Hacker News new | ask | show | jobs
by greyskull 58 days ago
Thank you for all this, I'll give it a shot. Out of curiosity, are there any resources that sort of spell this out already? i.e., not requiring a comment like this to navigate.

> nothing you can run locally, on that machine anyways, is going to compare with Opus

Definitely not expecting that. Just wanted to find a setup that individuals were content with using a coding harness and a model that is usable locally.
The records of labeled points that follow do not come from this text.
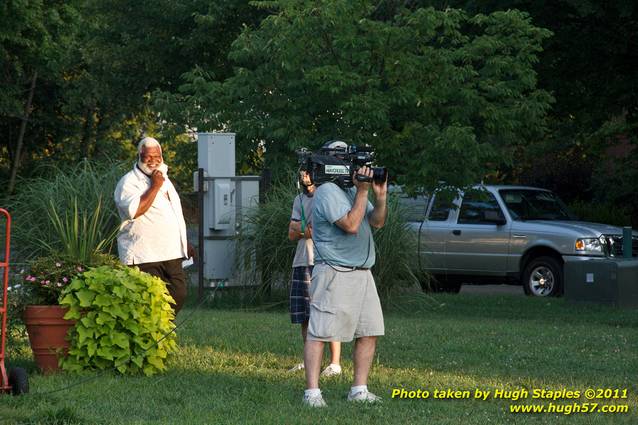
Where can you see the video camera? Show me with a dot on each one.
(337, 162)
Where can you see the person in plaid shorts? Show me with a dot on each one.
(300, 230)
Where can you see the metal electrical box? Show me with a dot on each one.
(226, 199)
(612, 281)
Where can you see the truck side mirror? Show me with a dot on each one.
(491, 216)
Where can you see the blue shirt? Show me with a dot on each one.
(331, 244)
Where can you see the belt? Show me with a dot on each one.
(345, 267)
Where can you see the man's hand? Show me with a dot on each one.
(157, 178)
(362, 186)
(191, 251)
(378, 215)
(308, 232)
(380, 190)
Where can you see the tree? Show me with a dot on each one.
(439, 94)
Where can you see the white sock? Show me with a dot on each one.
(312, 392)
(358, 388)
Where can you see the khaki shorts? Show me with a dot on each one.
(343, 306)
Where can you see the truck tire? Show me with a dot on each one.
(543, 277)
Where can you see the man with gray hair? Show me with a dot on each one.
(152, 235)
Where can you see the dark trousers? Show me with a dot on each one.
(172, 273)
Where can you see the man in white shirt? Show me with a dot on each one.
(153, 232)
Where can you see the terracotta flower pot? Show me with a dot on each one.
(47, 331)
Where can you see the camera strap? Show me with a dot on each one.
(303, 215)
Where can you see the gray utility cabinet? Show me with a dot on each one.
(612, 281)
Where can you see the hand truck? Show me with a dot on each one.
(16, 380)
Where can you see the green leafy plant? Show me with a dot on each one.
(82, 235)
(64, 211)
(47, 277)
(263, 240)
(124, 321)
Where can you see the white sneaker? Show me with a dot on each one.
(364, 397)
(331, 370)
(314, 401)
(297, 367)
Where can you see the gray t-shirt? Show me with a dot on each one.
(304, 255)
(333, 245)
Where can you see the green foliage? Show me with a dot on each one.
(601, 212)
(69, 211)
(264, 237)
(440, 94)
(82, 236)
(396, 249)
(239, 360)
(47, 277)
(124, 321)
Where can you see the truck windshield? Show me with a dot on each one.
(529, 204)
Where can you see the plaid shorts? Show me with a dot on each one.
(299, 298)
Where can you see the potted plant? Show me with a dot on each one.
(43, 315)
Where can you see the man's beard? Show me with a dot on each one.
(146, 169)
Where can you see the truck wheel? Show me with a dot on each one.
(543, 277)
(18, 381)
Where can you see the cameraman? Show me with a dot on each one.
(344, 300)
(300, 230)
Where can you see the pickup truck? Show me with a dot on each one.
(506, 234)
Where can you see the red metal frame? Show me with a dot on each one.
(4, 378)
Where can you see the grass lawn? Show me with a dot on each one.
(232, 368)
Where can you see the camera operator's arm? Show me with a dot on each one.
(294, 231)
(350, 222)
(380, 212)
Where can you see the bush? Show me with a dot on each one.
(124, 321)
(601, 212)
(264, 238)
(70, 210)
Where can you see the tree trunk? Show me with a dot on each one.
(87, 132)
(23, 128)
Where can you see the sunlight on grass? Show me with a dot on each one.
(232, 365)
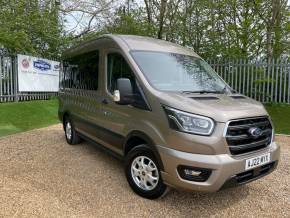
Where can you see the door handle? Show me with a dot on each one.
(105, 101)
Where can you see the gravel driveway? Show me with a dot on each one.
(41, 175)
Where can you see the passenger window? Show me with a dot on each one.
(117, 67)
(81, 71)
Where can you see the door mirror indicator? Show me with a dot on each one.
(124, 87)
(116, 96)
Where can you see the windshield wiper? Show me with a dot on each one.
(203, 92)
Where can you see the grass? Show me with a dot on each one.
(280, 114)
(23, 116)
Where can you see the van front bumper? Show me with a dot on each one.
(225, 168)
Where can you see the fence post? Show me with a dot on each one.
(15, 72)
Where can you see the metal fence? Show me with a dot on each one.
(264, 81)
(9, 83)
What does your setup look like? Model, harness, etc.

2 comments

Not that I'm aware of. It's kind of like building a PC or a bicycle - you're putting mostly-standardized parts together rather than starting from first principles, but there are so many permutations that you can either use a single known-good configuration or immerse yourself in forums and tinker until you can fit things together yourself. Plus both the inference engines and models are of course moving really fast.

I use Opus 4.7 in Claude Code lol, plus Zed (as a text editor, not a harness). Open-weights models that I can run are for me not useful for multi-turn ("agentic") tasks. I do use Qwen 3.6 for one-off tasks like "write a function to pretty-print this weird data structure" or "explain this config file," and Gemma 4 26B for non-coding tasks like "create a timestamped table of contents from this podcast transcript."

I asked Opus through claude code to set up the best local model fitting my hardware and that worked well for me. I could run Qwen 74B or something at .7 tok/s on my 64GB DDR5 on CPU. Pretty cool. Useful for overnight stuff. (this actually worked, it's actually usable for asking questions).